3. Am 11. September 1991 erließ der Stadtsenat von Graz einen Bescheid, mit dem der Antrag der Beschwerdeführer auf Durchführung einer Bauverhandlung als unzulässig zurückgewiesen wurde. In der Begründung verwies die Behörde auf die Judikatur der Höchstgerichte, nach der eine Partei nicht mit Erfolg rügen könne, wenn ihr durch die Bauordnung kein gesetzliches Nachbarrecht eingeräumt sei. Der zur Anwendung kommende § 61 Abs. 2 Steiermärkische Bauordnung enthalte eine taxative Aufzählung der subjektiv-öffentlichen Nachbarrechte und habe überdies auch der Verwaltungsgerichtshof mehrfach ausgesprochen, daß den Nachbarn aus den Bestimmungen über die Sicherstellung einer Abwasserbeseitigung keinerlei Rechte erwachsen.

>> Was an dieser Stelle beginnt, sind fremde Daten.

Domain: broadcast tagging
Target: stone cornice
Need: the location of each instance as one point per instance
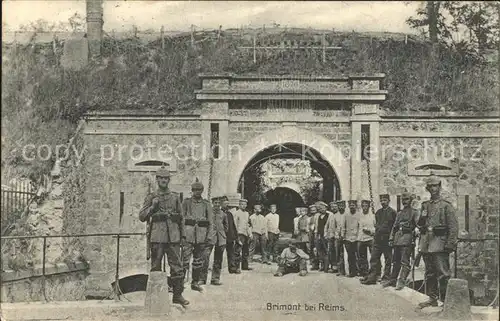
(37, 271)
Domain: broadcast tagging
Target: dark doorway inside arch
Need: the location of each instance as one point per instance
(252, 188)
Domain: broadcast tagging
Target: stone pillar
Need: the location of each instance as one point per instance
(157, 300)
(94, 27)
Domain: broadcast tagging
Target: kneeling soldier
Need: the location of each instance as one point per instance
(401, 239)
(163, 212)
(292, 260)
(198, 220)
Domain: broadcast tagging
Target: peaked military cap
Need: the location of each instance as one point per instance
(197, 185)
(385, 196)
(162, 172)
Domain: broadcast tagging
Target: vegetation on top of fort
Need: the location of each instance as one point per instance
(42, 102)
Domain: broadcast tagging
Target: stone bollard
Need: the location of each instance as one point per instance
(157, 298)
(457, 301)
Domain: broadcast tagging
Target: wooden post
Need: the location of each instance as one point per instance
(162, 35)
(254, 51)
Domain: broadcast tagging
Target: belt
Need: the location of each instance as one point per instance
(192, 222)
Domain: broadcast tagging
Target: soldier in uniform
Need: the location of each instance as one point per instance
(259, 233)
(292, 260)
(401, 239)
(242, 247)
(217, 240)
(340, 236)
(163, 211)
(351, 237)
(313, 212)
(331, 235)
(303, 230)
(231, 237)
(438, 227)
(198, 221)
(365, 237)
(384, 221)
(321, 240)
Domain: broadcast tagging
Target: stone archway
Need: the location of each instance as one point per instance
(291, 134)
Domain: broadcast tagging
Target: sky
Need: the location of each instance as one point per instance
(180, 15)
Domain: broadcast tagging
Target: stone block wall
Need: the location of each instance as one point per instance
(107, 176)
(478, 177)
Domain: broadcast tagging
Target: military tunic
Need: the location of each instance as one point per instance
(242, 248)
(218, 240)
(438, 238)
(402, 239)
(198, 221)
(350, 241)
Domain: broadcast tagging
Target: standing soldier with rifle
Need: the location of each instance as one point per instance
(217, 240)
(198, 221)
(163, 211)
(438, 227)
(402, 241)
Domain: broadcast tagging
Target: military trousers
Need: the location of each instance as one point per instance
(292, 267)
(437, 274)
(197, 251)
(230, 254)
(217, 264)
(272, 239)
(380, 248)
(351, 249)
(312, 247)
(241, 252)
(332, 253)
(339, 252)
(173, 252)
(363, 248)
(259, 241)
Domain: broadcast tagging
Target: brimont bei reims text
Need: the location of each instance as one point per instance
(304, 307)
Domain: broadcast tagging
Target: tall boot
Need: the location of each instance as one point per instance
(403, 274)
(178, 288)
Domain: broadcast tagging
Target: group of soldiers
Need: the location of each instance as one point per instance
(192, 229)
(325, 233)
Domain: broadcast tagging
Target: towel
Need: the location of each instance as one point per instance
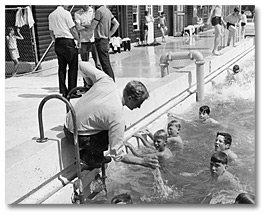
(19, 22)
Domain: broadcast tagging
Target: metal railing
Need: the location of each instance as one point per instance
(164, 63)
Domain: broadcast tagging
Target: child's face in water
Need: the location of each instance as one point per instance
(217, 168)
(203, 115)
(173, 131)
(220, 143)
(159, 143)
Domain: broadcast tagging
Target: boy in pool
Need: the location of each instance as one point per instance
(204, 115)
(245, 198)
(173, 129)
(219, 166)
(173, 137)
(122, 199)
(159, 140)
(226, 185)
(223, 143)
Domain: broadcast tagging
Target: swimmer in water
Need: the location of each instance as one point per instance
(245, 198)
(216, 20)
(204, 115)
(223, 144)
(122, 199)
(159, 141)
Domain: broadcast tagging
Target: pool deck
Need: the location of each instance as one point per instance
(23, 94)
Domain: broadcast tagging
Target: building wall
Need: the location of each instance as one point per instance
(123, 13)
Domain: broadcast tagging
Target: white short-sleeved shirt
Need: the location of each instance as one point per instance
(100, 109)
(243, 18)
(85, 17)
(60, 22)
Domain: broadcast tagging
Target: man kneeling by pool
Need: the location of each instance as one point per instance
(100, 119)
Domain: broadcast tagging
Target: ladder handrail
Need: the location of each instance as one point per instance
(42, 139)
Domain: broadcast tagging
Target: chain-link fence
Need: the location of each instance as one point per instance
(25, 47)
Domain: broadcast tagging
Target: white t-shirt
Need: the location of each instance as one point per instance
(100, 109)
(60, 22)
(85, 17)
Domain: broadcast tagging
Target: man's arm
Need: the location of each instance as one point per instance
(74, 33)
(52, 35)
(115, 26)
(90, 73)
(211, 14)
(77, 21)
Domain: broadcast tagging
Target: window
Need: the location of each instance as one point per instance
(135, 17)
(149, 8)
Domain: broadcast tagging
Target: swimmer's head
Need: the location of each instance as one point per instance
(134, 94)
(236, 10)
(160, 139)
(223, 141)
(218, 164)
(173, 128)
(245, 198)
(236, 69)
(204, 112)
(122, 199)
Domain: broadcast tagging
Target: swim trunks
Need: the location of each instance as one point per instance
(216, 20)
(229, 24)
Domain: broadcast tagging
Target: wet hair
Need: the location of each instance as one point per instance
(9, 29)
(227, 137)
(245, 198)
(236, 69)
(161, 134)
(236, 9)
(204, 109)
(175, 123)
(219, 157)
(136, 90)
(124, 198)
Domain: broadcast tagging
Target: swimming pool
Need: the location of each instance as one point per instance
(233, 106)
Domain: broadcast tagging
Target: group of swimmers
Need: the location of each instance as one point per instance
(161, 141)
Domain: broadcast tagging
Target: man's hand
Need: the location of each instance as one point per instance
(151, 161)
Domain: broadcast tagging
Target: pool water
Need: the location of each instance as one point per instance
(185, 179)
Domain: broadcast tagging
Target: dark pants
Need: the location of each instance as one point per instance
(86, 48)
(67, 55)
(103, 48)
(93, 145)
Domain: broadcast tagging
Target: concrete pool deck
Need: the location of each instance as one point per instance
(27, 161)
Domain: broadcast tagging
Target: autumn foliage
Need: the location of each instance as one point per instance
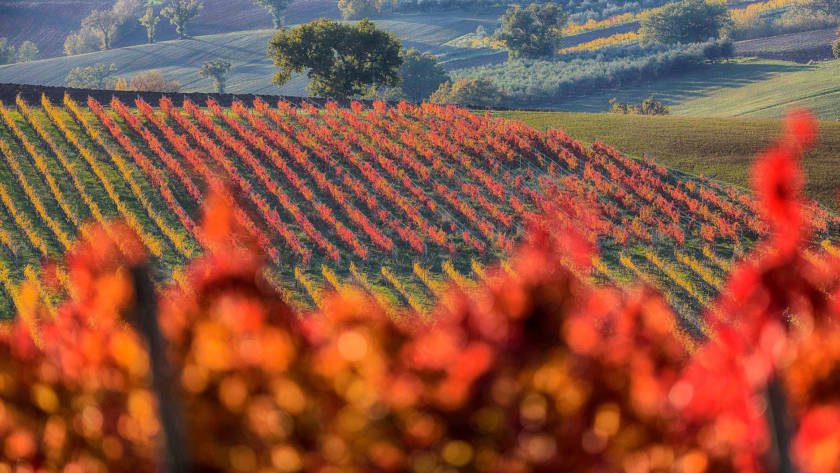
(534, 370)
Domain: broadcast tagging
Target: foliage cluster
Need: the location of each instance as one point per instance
(149, 81)
(420, 75)
(532, 370)
(25, 52)
(216, 70)
(532, 32)
(540, 81)
(687, 21)
(775, 17)
(649, 106)
(101, 27)
(475, 92)
(341, 60)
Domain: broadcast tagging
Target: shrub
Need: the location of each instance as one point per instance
(649, 106)
(358, 9)
(532, 32)
(535, 82)
(342, 60)
(7, 52)
(216, 70)
(687, 21)
(28, 51)
(150, 81)
(420, 75)
(81, 42)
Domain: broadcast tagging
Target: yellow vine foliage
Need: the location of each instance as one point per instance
(392, 278)
(150, 241)
(598, 43)
(312, 290)
(41, 165)
(178, 238)
(33, 196)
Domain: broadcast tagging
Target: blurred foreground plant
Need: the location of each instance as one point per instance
(535, 370)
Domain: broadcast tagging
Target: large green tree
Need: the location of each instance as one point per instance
(181, 13)
(420, 75)
(275, 9)
(688, 21)
(534, 31)
(341, 60)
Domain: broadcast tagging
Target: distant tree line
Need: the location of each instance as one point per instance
(648, 106)
(101, 28)
(535, 82)
(25, 52)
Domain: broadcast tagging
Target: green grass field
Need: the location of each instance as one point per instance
(816, 87)
(743, 87)
(716, 147)
(246, 50)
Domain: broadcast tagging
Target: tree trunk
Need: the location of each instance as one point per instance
(175, 458)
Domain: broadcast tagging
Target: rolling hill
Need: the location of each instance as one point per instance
(742, 87)
(396, 200)
(246, 50)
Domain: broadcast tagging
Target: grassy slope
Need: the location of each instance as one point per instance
(715, 147)
(745, 87)
(817, 88)
(246, 50)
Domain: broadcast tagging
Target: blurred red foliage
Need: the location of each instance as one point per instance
(535, 370)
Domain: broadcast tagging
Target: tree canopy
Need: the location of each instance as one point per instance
(104, 23)
(688, 21)
(275, 9)
(356, 9)
(534, 31)
(420, 75)
(181, 13)
(341, 60)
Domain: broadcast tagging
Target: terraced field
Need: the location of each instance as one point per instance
(398, 200)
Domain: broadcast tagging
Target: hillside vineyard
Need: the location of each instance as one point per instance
(398, 200)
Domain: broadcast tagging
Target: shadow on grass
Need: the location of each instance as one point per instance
(682, 86)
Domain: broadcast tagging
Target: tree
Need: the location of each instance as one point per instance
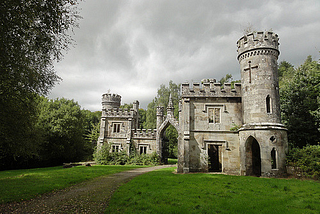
(63, 125)
(300, 106)
(33, 34)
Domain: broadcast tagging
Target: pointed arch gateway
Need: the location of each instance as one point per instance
(253, 157)
(163, 125)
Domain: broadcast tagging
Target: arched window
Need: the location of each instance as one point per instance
(273, 159)
(268, 104)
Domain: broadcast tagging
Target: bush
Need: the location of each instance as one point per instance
(307, 159)
(103, 156)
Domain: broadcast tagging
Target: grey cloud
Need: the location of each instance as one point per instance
(131, 47)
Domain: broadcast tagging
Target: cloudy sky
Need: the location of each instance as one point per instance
(131, 47)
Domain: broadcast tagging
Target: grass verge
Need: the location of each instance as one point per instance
(164, 192)
(19, 185)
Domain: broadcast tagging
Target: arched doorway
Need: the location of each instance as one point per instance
(169, 143)
(253, 157)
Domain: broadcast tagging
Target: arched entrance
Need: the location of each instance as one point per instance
(253, 157)
(168, 140)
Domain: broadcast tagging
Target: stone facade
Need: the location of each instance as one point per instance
(120, 127)
(222, 129)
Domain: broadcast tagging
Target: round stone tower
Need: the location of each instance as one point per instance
(111, 101)
(258, 55)
(263, 139)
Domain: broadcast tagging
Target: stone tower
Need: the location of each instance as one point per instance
(263, 139)
(111, 101)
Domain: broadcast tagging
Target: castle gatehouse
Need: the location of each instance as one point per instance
(234, 130)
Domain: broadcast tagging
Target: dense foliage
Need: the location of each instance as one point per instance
(105, 156)
(62, 132)
(63, 126)
(300, 102)
(33, 35)
(307, 159)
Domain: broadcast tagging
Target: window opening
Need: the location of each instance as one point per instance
(268, 104)
(273, 159)
(214, 115)
(143, 150)
(116, 127)
(115, 148)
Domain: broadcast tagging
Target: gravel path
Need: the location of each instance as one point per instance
(87, 197)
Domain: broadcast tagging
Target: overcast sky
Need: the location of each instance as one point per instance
(131, 47)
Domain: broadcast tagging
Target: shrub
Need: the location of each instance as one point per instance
(103, 156)
(307, 159)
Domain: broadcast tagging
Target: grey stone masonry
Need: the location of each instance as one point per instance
(221, 128)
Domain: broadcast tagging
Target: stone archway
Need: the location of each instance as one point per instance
(160, 134)
(163, 146)
(163, 123)
(253, 157)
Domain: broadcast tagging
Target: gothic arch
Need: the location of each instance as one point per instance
(160, 131)
(253, 157)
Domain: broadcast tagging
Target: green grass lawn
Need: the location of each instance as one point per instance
(172, 160)
(164, 192)
(18, 185)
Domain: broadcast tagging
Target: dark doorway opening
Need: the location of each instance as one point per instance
(214, 158)
(253, 158)
(169, 140)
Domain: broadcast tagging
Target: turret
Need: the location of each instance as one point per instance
(111, 101)
(258, 55)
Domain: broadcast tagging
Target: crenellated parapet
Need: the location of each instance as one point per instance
(258, 43)
(210, 89)
(115, 112)
(111, 101)
(144, 133)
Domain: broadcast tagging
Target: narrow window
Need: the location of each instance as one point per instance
(268, 104)
(115, 148)
(116, 127)
(217, 115)
(214, 115)
(143, 150)
(273, 159)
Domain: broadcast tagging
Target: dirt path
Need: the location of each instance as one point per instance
(87, 197)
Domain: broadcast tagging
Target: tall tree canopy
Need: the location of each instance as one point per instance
(63, 126)
(33, 34)
(300, 102)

4. Gegen diesen Bescheid erhoben die Beschwerdeführer Berufung und führten zur Frage, wer als Nachbar angesehen werden müsse, verschiedenste Punkte an. So sei nach ihrem Dafürhalten Nachbar nicht ausschließlich der unmittelbar angrenzende Anrainer, d.h. jener, der eine gemeinsame Grenze habe. Vielmehr sei auch der Anrainer im rechtlichen Sinne Nachbar, wie es etwa gegeben sei, wenn ein schmaler Privatweg zwischen zwei Bauparzellen liege. § 8 AVG dürfe im übrigen nicht so eng ausgelegt werden, sondern es müsse die Parteistellung danach beurteilt werden, inwiefern ein Nachbar durch die Handlung der Behörde bzw. die Bauführung betroffen sei. Die Parteistellung der Beschwerdeführer ergebe sich außerdem aus dem Recht am Weg, da die Beschwerdeführer nicht nur in ihren rechtlichen, sondern auch in ihren faktischen Interessen am Weg durch den erhöhten Verkehrsaufwand und die Bauführung berührt seien. Eine Servitutserweiterung seitens der Behörde sei ohne Absprache bzw. Zustimmung der Beschwerdeführer nicht möglich und sei es angesichts der auf den Fotos abgebildeten "Geröllhalden" Aufgabe der Behörde, eine einvernehmliche Lösung herzustellen und die Auflagen entsprechend auszudehnen. Der Mitbeteiligte leite entgegen den ihm erteilten Auflagen, deren Einhaltung von der Behörde nicht überprüft würde, Niederschlags- und andere Gewässer auf die Nachbargrundstücke ab. Die Beschwerdeführer seien aufgrund der Untätigkeit der Behörde gezwungen, einzuschreiten, und käme ihnen aufgrund dieser Tatsache zur Wahrung des öffentlichen Interesses Parteistellung zu. Abschließend machten die Beschwerdeführer in ihrer Berufung Ausführungen zu den durch die abgeleiteten Wässer verursachten Zuständen auf ihrem Grundstück und dem von anderen Nachbarn. Der Mitbeteiligte habe offensichtlich eine Quelle angestochen, durch die es, verbunden mit überstarken Regenfällen, zu Abtragungen des Geländes und tieferliegendem Anspülen dieses Geländes auf den umliegenden Grundstücken gekommen sei.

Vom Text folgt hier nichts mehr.